NETHERLANDS - Dutch pension funds are struggling with the introduction of new governance rules, according to a KPMG Financial Services study.
Almost 50% of the schemes still have to make a start with the most important steps, such as establishing an internal supervisory body and an accountability organ, KPMG found in a survey of 75 pension funds.
These principles for pension fund governance are meant to offer guidelines for internal supervision, communication, participation and accountability by the boards of schemes.
According to KPMG, schemes usually prefer a council of participants, complemented by employer's representatives.
In addition, most pension funds opt for a visitation committee. A limited number of schemes have chosen a one-tier board, in which supervising board members check colleagues on implementation, it noted.
Nevertheless, over 80% of the schemes surveyed expected to have completed the implementation of the governance rules before 1 January, KMPG said.
On participation, it found a majority of schemes had opted for a council of participants, the inclusion of pensioners on the board or a combination of both.
"It is remarkable that schemes have made such limited progress on introducing the governance principles," said Edward Snieder, a manager within KMPG's financial practice.
"As investors in listed companies, pension funds embrace corporate governance. However, their own governance does not appear to have been given priority so far. Moreover, many schemes have underestimated the time required for its implementation," he commented.
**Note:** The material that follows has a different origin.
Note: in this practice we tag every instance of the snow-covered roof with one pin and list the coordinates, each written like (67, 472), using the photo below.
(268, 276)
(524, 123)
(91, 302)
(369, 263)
"The reality is that each scheme must decide on the kind of governance suitable for its specific situation. This requires internal agreement, and therefore time. To establish which issues require quick decision-making they need to formulate their own basic principles and check them against the governance rules now.
A recent survey by the Association of Company Pension Funds (OPF) found the staffing of accountability and internal supervision bodies is one of the most common sticking points.
Furthermore, many schemes consider the implementation time as too tight because they are busy with other issues, such as the introduction of a new pension regulations and reporting, the effects of the new Pensions Act and the new financial assessment framework (FTK).